= Complex conjugate representation =

In mathematics, if G is a group and Π is a representation of it over the complex vector space V, then the complex conjugate representation Π̅ is defined over the complex conjugate vector space V̅ as follows:

Π̅(g) is the conjugate of Π(g) for all g in G.

Π̅ is also a representation, as one may check explicitly.

If g is a real Lie algebra and π is a representation of it over the vector space V, then the conjugate representation π̅ is defined over the conjugate vector space '̅'̅V̅'̅'̅ as follows:

π̅(X) is the conjugate of π(X) for all X in g.

π̅ is also a representation, as one may check explicitly.

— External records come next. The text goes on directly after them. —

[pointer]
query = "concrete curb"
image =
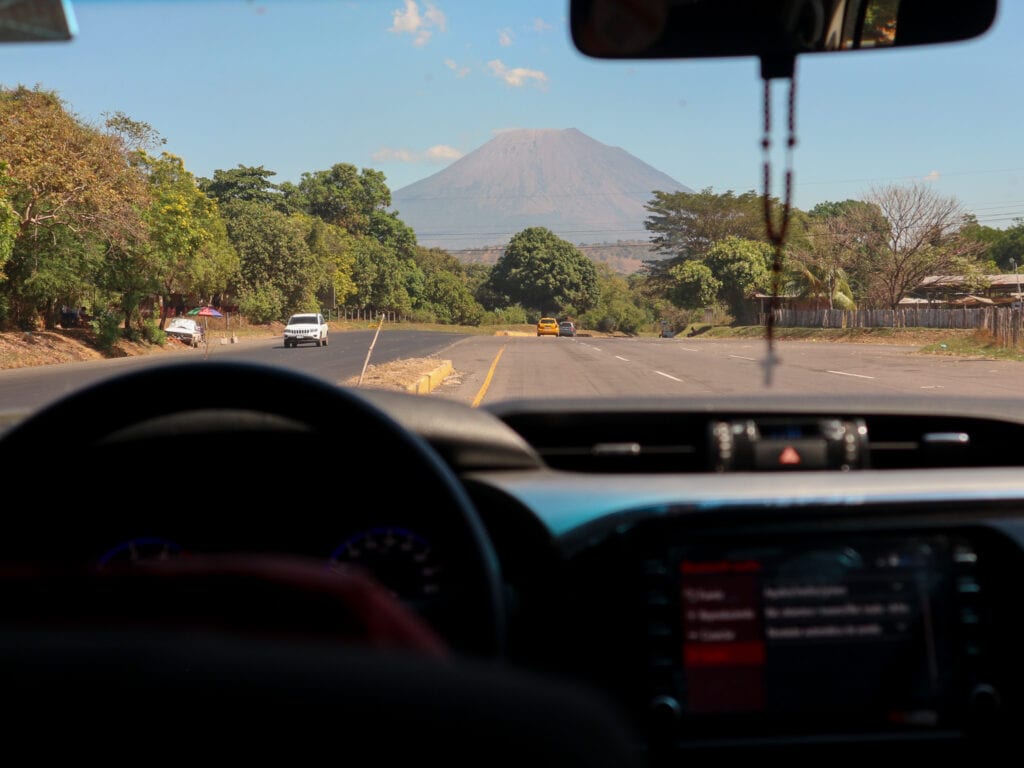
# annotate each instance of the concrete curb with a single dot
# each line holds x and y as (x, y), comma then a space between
(428, 382)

If two real Lie algebras have the same complexification, and we have a complex representation of the complexified Lie algebra, their conjugate representations are still going to be different. See spinor for some examples associated with spinor representations of the spin groups Spin(p + q) and Spin(p, q).

If $\mathfrak{g}$ is a *-Lie algebra (a complex Lie algebra with a * operation which is compatible with the Lie bracket),

π̅(X) is the conjugate of −π(X*) for all X in g

For a finite-dimensional unitary representation, the dual representation and the conjugate representation coincide. This also holds for pseudounitary representations.